There are no marinas in the Marquesas and roughly two in Papeete. They are very expensive; one requires Med style docking, while the other has security issues and is located on the main downtown street where traffic noise can be problematic. Once the traffic thins at night, the clubs start up with karaoke until the wee hours. We tied up Med style outside of town in “Marina Taina”, across from the mega yachts. We feel small but accomplished.
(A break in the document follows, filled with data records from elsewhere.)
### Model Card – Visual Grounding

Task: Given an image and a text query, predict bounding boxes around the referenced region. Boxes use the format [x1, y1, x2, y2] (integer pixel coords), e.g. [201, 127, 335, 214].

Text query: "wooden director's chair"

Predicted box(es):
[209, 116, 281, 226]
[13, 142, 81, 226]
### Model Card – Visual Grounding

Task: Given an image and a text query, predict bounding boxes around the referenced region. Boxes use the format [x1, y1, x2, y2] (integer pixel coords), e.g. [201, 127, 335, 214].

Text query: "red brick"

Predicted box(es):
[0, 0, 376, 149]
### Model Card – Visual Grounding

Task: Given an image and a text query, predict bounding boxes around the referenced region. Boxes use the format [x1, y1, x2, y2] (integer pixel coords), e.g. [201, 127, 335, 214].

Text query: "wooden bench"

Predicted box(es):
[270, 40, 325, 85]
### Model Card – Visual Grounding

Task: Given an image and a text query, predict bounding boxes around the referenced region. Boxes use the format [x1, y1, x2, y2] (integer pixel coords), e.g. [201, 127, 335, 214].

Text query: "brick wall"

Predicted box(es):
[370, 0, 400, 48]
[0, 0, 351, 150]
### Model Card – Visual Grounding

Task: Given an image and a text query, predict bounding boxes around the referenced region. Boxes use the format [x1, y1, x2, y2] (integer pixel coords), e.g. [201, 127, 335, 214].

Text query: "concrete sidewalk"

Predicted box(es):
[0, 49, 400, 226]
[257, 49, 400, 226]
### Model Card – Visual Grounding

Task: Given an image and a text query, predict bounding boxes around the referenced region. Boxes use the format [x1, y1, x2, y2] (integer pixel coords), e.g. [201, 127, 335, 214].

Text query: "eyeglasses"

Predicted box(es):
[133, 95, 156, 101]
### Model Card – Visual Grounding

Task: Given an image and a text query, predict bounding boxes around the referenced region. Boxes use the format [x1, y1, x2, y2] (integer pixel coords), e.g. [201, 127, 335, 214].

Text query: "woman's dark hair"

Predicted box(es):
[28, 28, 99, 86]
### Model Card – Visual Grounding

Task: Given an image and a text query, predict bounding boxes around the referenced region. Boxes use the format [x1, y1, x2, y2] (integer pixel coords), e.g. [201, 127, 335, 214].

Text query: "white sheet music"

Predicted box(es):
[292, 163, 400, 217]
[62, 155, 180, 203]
Anchoring out is an option as is taking a mooring buoy. The buoys are reasonably priced compared to tying up to the dock, and marina privileges are provided along with access to the dinghy dock. Marina privileges include wifi (slow to medium) next to the office (not on the dock) and cold water showers. There is a busy laundry where a domestic-sized washer costs US$9 per load. We have been assured that the dock water is drinkable, but have not tried it.
Marina Taina is about 5-10 minutes by foot from both a huge Carrefour store and a fairly good, large supermarket. Variety and choice are excellent at both, but prices are high. Strangely, tomatoes and onions are very difficult to buy and when they are available, they are really expensive. Fresh meat (mostly from New Zealand), chicken and fish are available and of high quality. Fresh chicken seems to be limited to legs and thighs, but frozen breasts from New Zealand are available, but expensive. We are not familiar with any other food stores (there is a least one more Carrefour), but have been told that the outlets closer to town are smaller and have a more restricted selection of goods.
When we started to fit out Marathon for offshore sailing more than ten years ago, we installed a multi voltage, multi frequency battery charger. This turns out to have been a good idea. On arrival in Papeete, we disconnected it from the 110V distribution panel, bought an appropriate plug and 3-strand cable (from a very well stocked Ace Hardware) and now have the charger safely connected to shore power, which is 230V/60hz. We don’t have hot water, but with a very small inverter and multiple USB powered devices, we do not need to rely on the solar panels and wind generator to keep the batteries charged. The sun does not shine everyday, even in Paradise.
As we approached the equator, air temperature went up and have stayed in the 30C range during the day. It cools down to 26C or 27C at night. Fans are thus really important. For the three of us, heat has been the greatest source of discomfort, even though we lived in Indonesia for nearly 10 years. We quickly remembered why we never slept inside the Van de Stadt 34 we shared in Jakarta.
We have been in Papeete for just over three weeks and are delighted to be here. Nuku Hiva and what we have seen of Tahiti so far, are very beautiful. We intend to leave the boat here towards the end of June and return in March 2020 to further explore the Society Islands, the Tuamotus, and perhaps continue on to Fiji, other points west and ultimately New Zealand.